聞こえないけど、何か話しているみたい。
「お兄ちゃん、本当に友達なの?彼女なんじゃないのぉ?
僕、お邪魔虫にはなりたくないよ〜。」
「ち、違うって!昨日、ここの神社で知り合ったばっかりだって。」
「昨日、知り合ったばっかりなのにドライブに誘ったの?
お兄ちゃん、やる〜。

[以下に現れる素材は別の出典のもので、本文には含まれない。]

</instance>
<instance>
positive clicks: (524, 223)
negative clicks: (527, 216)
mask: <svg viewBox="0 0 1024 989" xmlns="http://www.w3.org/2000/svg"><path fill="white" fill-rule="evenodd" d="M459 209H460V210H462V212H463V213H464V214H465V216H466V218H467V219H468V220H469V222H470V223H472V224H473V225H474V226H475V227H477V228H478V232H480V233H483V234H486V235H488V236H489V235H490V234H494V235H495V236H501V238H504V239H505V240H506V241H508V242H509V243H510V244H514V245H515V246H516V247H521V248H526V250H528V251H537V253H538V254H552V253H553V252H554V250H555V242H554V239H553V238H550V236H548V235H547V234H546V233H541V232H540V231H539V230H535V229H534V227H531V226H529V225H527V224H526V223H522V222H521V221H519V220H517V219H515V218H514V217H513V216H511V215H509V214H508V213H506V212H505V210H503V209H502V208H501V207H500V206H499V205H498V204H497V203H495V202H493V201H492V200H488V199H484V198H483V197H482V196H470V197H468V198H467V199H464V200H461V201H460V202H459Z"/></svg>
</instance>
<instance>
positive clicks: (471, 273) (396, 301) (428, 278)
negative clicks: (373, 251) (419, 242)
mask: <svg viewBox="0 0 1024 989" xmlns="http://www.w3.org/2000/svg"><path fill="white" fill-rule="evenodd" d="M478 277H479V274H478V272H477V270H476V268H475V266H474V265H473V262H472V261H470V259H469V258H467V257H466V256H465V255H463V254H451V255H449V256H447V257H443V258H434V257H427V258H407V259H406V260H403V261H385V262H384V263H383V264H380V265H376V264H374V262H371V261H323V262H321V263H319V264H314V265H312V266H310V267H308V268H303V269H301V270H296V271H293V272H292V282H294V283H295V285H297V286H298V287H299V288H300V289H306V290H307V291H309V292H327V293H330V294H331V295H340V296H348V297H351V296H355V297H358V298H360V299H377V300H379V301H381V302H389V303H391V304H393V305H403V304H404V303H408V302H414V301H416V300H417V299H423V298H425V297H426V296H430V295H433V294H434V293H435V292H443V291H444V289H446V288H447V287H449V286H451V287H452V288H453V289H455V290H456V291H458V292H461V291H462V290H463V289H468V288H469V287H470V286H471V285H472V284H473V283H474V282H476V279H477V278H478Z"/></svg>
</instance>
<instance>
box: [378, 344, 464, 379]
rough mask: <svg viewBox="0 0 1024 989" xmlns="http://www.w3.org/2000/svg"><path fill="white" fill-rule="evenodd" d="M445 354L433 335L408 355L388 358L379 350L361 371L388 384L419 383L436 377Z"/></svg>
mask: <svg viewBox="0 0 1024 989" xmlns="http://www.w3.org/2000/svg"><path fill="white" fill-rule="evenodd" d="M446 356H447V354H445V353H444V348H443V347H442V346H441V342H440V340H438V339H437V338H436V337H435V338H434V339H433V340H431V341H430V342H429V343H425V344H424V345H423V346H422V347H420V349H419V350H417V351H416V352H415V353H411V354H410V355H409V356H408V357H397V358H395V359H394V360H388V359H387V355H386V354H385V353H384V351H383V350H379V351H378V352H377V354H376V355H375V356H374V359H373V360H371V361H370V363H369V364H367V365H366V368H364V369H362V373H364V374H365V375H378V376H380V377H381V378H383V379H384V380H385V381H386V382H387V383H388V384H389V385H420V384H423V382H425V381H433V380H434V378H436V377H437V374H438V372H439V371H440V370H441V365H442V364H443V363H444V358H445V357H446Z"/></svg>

もしかして狙ってるの?」
「ドライブじゃなく、花見だろ! 桜が、桜が好きだって言うから誘ったん・・・」
話している途中で私に気付いたらしく、なぜか蒼一朗さんは固まっている。
どうしたのかな?
「お兄ちゃん!しっかりしな! 可愛いからって、見惚れない!!お姉さん、困ってるよ!」
「(可愛いって?)あぁ、洋服? 出てくる前に母に捕まって着替えさせられたんだよ〜。何か勘違いしてるみたいで・・・。」
「(洋服じゃなくてお姉さんなんだけどなぁ・・・。)
とっても良くて似合ってますよ。」
「そう?ありがとう。えーと、蒼一朗さんの・・・弟くんだよね?」
しゃがんで、目線を合わせて言う。